American mathematician

Brother Alfred Brousseau, F.S.C. (February 17, 1907 – May 31, 1988), was an educator, photographer and mathematician and was known mostly as a founder of the Fibonacci Association and as an educator.

==Biography==
Brother Alfred Brousseau was born in North Beach, San Francisco, as one of six children. On August 14, 1920, Brousseau entered the juniorate of the De La Salle Christian Brothers (Brothers of the Christian Schools), a religious institute of teachers in the Roman Catholic Church. He was accepted into the Christian Brothers novitiate on 31 July 1923 and advanced to the scholasticate on the campus of St. Mary's College in 1924.

==Academic career==
In 1926, while still a college student, Brousseau began teaching at Sacred Heart High School in San Francisco, California. He continued teaching at the secondary level until 1930 when he was assigned to teach at St. Mary's College while subsequently pursuing a doctorate in physics from the University of California, Berkeley, in 1937. In 1941 Brousseau was appointed principal of Sacred Heart High School in San Francisco, and later was appointed provincial of the Christian Brothers of the District of California. He returned to St. Mary's College in 1959 and became chair of the School of Science. Between this period and 1978, Alfred served both president and treasurer of the Northern Section of the California Mathematics Council and later as president of the entire State Council.

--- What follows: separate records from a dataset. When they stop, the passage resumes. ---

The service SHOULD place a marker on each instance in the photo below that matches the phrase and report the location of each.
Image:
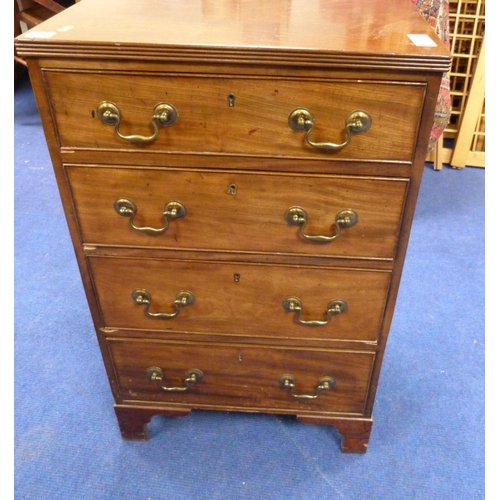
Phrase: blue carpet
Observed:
(428, 436)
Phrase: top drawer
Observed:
(253, 120)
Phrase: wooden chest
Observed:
(239, 179)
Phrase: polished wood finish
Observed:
(237, 169)
(250, 220)
(257, 124)
(249, 304)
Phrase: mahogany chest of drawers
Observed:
(239, 179)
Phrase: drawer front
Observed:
(240, 299)
(230, 211)
(241, 376)
(256, 123)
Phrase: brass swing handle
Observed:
(173, 210)
(155, 374)
(163, 114)
(183, 298)
(334, 307)
(324, 384)
(302, 120)
(297, 216)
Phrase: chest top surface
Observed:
(374, 31)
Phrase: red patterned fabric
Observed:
(437, 12)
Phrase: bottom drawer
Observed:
(232, 376)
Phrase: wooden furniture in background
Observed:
(463, 141)
(239, 191)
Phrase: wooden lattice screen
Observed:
(463, 141)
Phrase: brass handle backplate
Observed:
(297, 216)
(183, 298)
(324, 384)
(334, 307)
(164, 115)
(302, 120)
(173, 210)
(155, 374)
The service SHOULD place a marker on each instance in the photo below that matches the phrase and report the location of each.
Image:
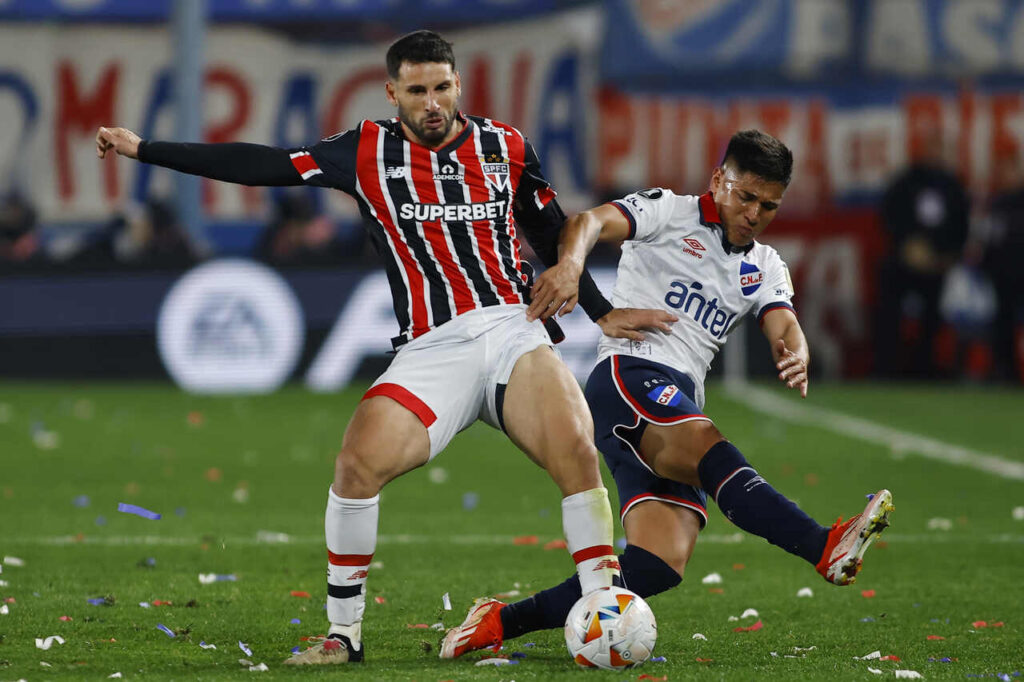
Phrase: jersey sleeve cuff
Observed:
(629, 216)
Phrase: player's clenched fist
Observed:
(121, 140)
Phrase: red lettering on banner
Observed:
(520, 81)
(967, 107)
(334, 120)
(924, 119)
(478, 100)
(1005, 107)
(80, 113)
(774, 117)
(614, 113)
(227, 130)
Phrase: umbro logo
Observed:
(693, 248)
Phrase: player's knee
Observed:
(356, 475)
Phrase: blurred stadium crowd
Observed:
(935, 291)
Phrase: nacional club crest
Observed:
(496, 172)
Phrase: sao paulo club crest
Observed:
(496, 172)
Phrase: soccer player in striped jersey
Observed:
(696, 258)
(443, 196)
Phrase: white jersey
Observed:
(676, 259)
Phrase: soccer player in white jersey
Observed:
(695, 258)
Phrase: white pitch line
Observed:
(898, 441)
(471, 540)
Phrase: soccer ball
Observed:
(610, 628)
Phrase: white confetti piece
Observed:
(45, 644)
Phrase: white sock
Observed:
(588, 525)
(350, 526)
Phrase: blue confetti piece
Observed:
(138, 511)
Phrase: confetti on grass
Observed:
(45, 644)
(138, 511)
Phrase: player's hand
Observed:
(628, 323)
(555, 290)
(121, 140)
(792, 368)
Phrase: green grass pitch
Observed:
(230, 475)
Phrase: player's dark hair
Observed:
(418, 47)
(760, 154)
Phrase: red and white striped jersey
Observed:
(441, 219)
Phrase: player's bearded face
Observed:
(747, 203)
(427, 97)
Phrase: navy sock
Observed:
(643, 572)
(751, 503)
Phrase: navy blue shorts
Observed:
(625, 394)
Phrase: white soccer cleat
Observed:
(847, 542)
(480, 630)
(334, 649)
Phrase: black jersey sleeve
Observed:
(538, 213)
(329, 163)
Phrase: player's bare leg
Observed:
(383, 440)
(546, 416)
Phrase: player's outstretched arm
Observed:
(788, 347)
(241, 163)
(556, 290)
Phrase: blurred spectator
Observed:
(925, 212)
(18, 240)
(147, 237)
(1004, 244)
(300, 237)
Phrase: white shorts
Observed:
(456, 374)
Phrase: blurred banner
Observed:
(272, 10)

In 1963, with the American mathematician Verner E. Hoggatt, Brousseau founded the Fibonacci Association with the intention of promoting research into the Fibonacci numbers and related fields. In 1969 Brousseau commented on the Fibonacci Association (and its associated journal, the Fibonacci Quarterly) in the April edition of Time magazine, "We got a group of people together in 1963, and just like a bunch of nuts, we started a mathematics magazine ... [People] tend to find an esthetic satisfaction in it. They think that there's some kind of mystical connection between these numbers and the universe."

==Photography==
Brousseau was a keen photographer and amassed a collection of in excess of 20,000 color 35 mm transparencies recording the native flora of California.